Наконец на фоне темного неба вырисовался силуэт судейской виллы. Я уж думала, что полоса бонсаи осталась позади, но с нового пригорка на нас, как банда дикарей в головных уборах из зеленых перьев, обрушились карликовые лиственницы. Я опустила стекло и вдохнула поглубже – в воздухе пахло смолой и ладаном.

И тут произошло что-то странное. Неожиданно нам перегородил дорогу полицейский. Он указал, где поставить фургон, и велел подождать. Шестой секретарь сначала растерялся, а потом впал в ярость. Вытащил из кармана свое удостоверение и стал размахивать им под носом у полицейского, пока тот не уступил и не разрешил ему – но только ему одному! – пройти дальше к дому пешком.

Мне эта заминка была на руку. Я осталась сидеть за рулем, как будто приехала раньше времени на свидание. И разглядывала через лобовое стекло стоявший по ту сторону покрытого кувшинками пруда дом, который должен был изменить мою судьбу, где я должна была лишиться девственности. Это было кирпичное здание смешанного, китайско-западного стиля, над входом увитый плющом навес, плети уходили вверх по стене и цеплялись за балкон второго этажа. Сквозь решетку были видны открытые настежь окна, освещенные красными фонарями в форме бочонков, как на празднике. За окнами мелькали, перемещаясь из комнаты в комнату, человеческие фигурки.

Секретарь все не возвращался. Тогда я медленно-медленно, до невозможности растягивая каждое движение, спустилась из кабины на землю. Полицейский смотрел на меня, не говоря ни слова. Я стала прохаживаться вокруг фургона. Под ногами хрустели сосновые шишки и сухие стручки дрока. Передо мной была рощица эвкалиптов, обожаю этот запах, особенно смешанный с ароматом дрока, напоминающим горький миндаль. Я снова посмотрела на окна с красными фонарями – в них продолжали сновать люди. Судя по всему, они были чем-то встревожены: переговаривались, размахивая руками, но голоса их, приглушенные густой листвой и расстоянием, доносились до меня еле-еле.

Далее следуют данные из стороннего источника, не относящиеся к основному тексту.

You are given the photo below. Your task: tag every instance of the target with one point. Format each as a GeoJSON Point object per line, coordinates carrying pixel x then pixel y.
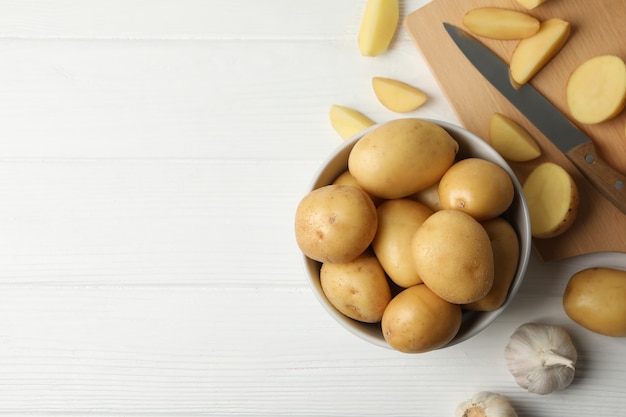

Я впивалась глазами в эту картинку, как мы часто делаем, когда бессознательно ощущаем, что на нас надвигается что-то страшное, опасное, угрожающее. Мигрень прошла. Еще одна машина подъехала по аллее. Полицейский остановил ее тоже – я слышала, как заскрипели тормоза. Это была карета «скорой помощи», лучи мигалки полосами расчерчивали стволы деревьев. Наконец бегом примчался мой конвоир-секретарь. Судья Ди умер. Трех суток непрерывной игры в маджонг ему показалось мало, он собрал весь обслуживающий персонал, и они сыграли еще пять партий, а на шестой он вдруг обмяк и сполз с кресла, мертвый.